Why does the Rock care about what’s cooking? Well on the one hand, for reasons which beggar understanding, his one-man-in-a-garage security operation got hired to check the fire safety in the world’s most expensive structure. And on the other hand, his shifty ex-FBI friend’s simple plan to keep The Rock’s family out of the building as the plot unfolds goes straightforwardly wrong, stranding Neve Campbell and her utterly non-identical twin moppets right above the fire line (there is no apparent reason why they shouldn’t have been below it, other than to get The Rock all motivated, but eh…).
Now, you, bless you, probably think that a skyscraper called the Pearl is probably made out of ferro-concrete and glass and just possibly actual pearls. There you go with your common sense assumptions, not thinking like a screenwriter. The Pearl is in fact made entirely of Chekhov’s guns, and our introduction to the building thuds through all the features which we just know are going to be key setpieces in the adventure to come. Wind turbines to power the building; The Rock’s totally going to have to jump through those, isn’t he? Huge atrium garden full of empty spaces to fall through; folks are going to dangling over that drop in no time, aren’t they? Big hall of mirrors at the top of the building; we’re going to redo the climax of Lady from Shanghai from Shanghai before we’re done. I just know it. And oh, oh, I know this bit; key character is told that to fix most technical problems you just turn the device off and on again ….
Not one bit gets missed. This is a film whose biggest surprise comes in casting Noah Taylor to look like a treacherous English weasel, and making it so obvious that when he actually turns out to be a treacherous English weasel, it almost feels like a twist because the audience would have been thinking that surely the script couldn’t have been that unimaginative.

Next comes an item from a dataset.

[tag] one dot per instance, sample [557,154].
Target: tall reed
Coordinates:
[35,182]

And while I know I was waxing lyrical just the other day about the simple pleasures of the 80s, this movie reactivates one facet which should have died thirty years ago; the gang of interchangeable Eurotrash gangsters. Fine if you’re Die Hard and Alan Rickman’s in charge, but not when you’re making a movie with an even mix of Chinese and US money, and you just want the bad guys not to annoy anyone who might be signing a cheque or paying for a movie ticket. Eurotrash make great villains, because they don’t have any particular ethnicity, and taken as a group, Europeans are both mature and educated enough not to take any of that crap seriously. But we are picky enough to ask for Eurotrash with some class to them. If you can’t get Alan Rickman ...
The Rock’s already made more movies this year than most people see in a cinema in a full year, and we all need to pray that this is bas as it gets. In the meantime, we have learned one useful lesson; you can’t build a whole skyscraper with just one rock.